[Python-checkins] python/nondist/sandbox/spambayes GBayes.py,1.9,1.10

Thu, 22 Aug 2002 20:10:44 -0700

Update of /cvsroot/python/python/nondist/sandbox/spambayes
In directory usw-pr-cvs1:/tmp/cvs-serv3157

Modified Files:
	GBayes.py 
Log Message:
spamprob():  Commented some subtleties.

clearjunk():  Undid Guido's attempt to space-optimize this.  The problem
is that you can't delete entries from a dict that's being crawled over
by .iteritems(), which is why I (I suddenly recall) materialized a
list of words to be deleted the first time I wrote this.  It's a lot
better to materialize a list of to-be-deleted words than to materialize
the entire database in a dict.items() list.

Index: GBayes.py
===================================================================
RCS file: /cvsroot/python/python/nondist/sandbox/spambayes/GBayes.py,v
retrieving revision 1.9
retrieving revision 1.10
diff -C2 -d -r1.9 -r1.10
*** GBayes.py	21 Aug 2002 21:01:47 -0000	1.9
--- GBayes.py	23 Aug 2002 03:10:42 -0000	1.10
***************
*** 160,166 ****
--- 160,183 ----
              distance = abs(prob - 0.5)
              if distance > smallest_best:
+                 # Subtle:  we didn't use ">" instead of ">=" just to save
+                 # calls to heapreplace().  The real intent is that if
+                 # there are many equally strong indicators throughout the
+                 # message, we want to favor the ones that appear earliest:
+                 # it's expected that spam headers will often have smoking
+                 # guns, and, even when not, spam has to grab your attention
+                 # early (& note that when spammers generate large blocks of
+                 # random gibberish to throw off exact-match filters, it's
+                 # always at the end of the msg -- if they put it at the
+                 # start, *nobody* would read the msg).
                  heapreplace(nbest, (distance, prob, word, record))
                  smallest_best = nbest[0][0]

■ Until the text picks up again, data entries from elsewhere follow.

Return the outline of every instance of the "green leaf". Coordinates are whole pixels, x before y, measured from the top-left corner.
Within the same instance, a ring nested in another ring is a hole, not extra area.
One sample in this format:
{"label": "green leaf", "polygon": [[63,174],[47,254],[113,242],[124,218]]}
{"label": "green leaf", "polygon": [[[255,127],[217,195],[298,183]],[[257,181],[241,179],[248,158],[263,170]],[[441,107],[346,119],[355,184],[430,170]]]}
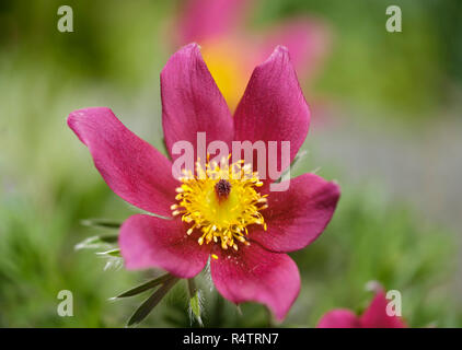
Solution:
{"label": "green leaf", "polygon": [[139,293],[146,292],[150,289],[153,289],[166,281],[169,281],[170,279],[173,279],[174,277],[170,273],[165,273],[162,275],[161,277],[154,278],[146,283],[142,283],[138,287],[135,287],[122,294],[118,294],[117,296],[114,296],[112,299],[119,299],[119,298],[128,298],[128,296],[134,296],[134,295],[138,295]]}
{"label": "green leaf", "polygon": [[97,252],[96,254],[97,255],[108,255],[108,256],[113,256],[113,257],[116,257],[116,258],[122,258],[119,248],[115,248],[115,249],[111,249],[111,250],[106,250],[106,252]]}
{"label": "green leaf", "polygon": [[189,307],[193,315],[196,317],[200,326],[203,326],[203,319],[200,317],[200,296],[199,290],[196,287],[194,278],[187,280],[187,290],[189,292]]}
{"label": "green leaf", "polygon": [[149,313],[154,308],[159,302],[166,295],[166,293],[172,289],[173,285],[180,279],[176,277],[172,277],[168,281],[165,281],[161,288],[159,288],[151,296],[149,296],[132,314],[130,319],[127,323],[127,326],[135,326],[143,320]]}
{"label": "green leaf", "polygon": [[118,229],[122,225],[122,222],[114,221],[111,219],[86,219],[82,220],[81,223],[84,226],[100,229]]}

+         # Compute the probability.  Note:  This is what Graham's code did,
+         # but it's dubious for reasons explained in great detail on Python-
+         # Dev:  it's missing P(spam) and P(not-spam) adjustments that
+         # straightforward Bayesian analysis says should be here.  It's
+         # unclear how much it matters, though, as the omissions here seem
+         # to tend in part to cancel out distortions introduced earlier by
+         # HAMBIAS.  Experiments will decide the issue.
          prob_product = inverse_prob_product = 1.0
          for distance, prob, word, record in nbest:
***************
*** 254,263 ****
          wordinfo = self.wordinfo
          mincount = float(mincount)
!         for w, r in wordinfo.iteritems():
!             if (r.atime < oldesttime and
!                 SPAMBIAS*r.spamcount + HAMBIAS*r.hamcount < mincount):
!                 if self.DEBUG:
!                     print "clearjunk removing word %r: %r" % (w, r)
!                 del wordinfo[w]

      def _add_msg(self, wordstream, is_spam):
--- 271,281 ----
          wordinfo = self.wordinfo
          mincount = float(mincount)
!         tonuke = [w for w, r in wordinfo.iteritems()
!                     if r.atime < oldesttime and
!                        SPAMBIAS*r.spamcount + HAMBIAS*r.hamcount < mincount]
!         for w in tonuke:
!             if self.DEBUG:
!                 print "clearjunk removing word %r: %r" % (w, r)
!             del wordinfo[w]

      def _add_msg(self, wordstream, is_spam):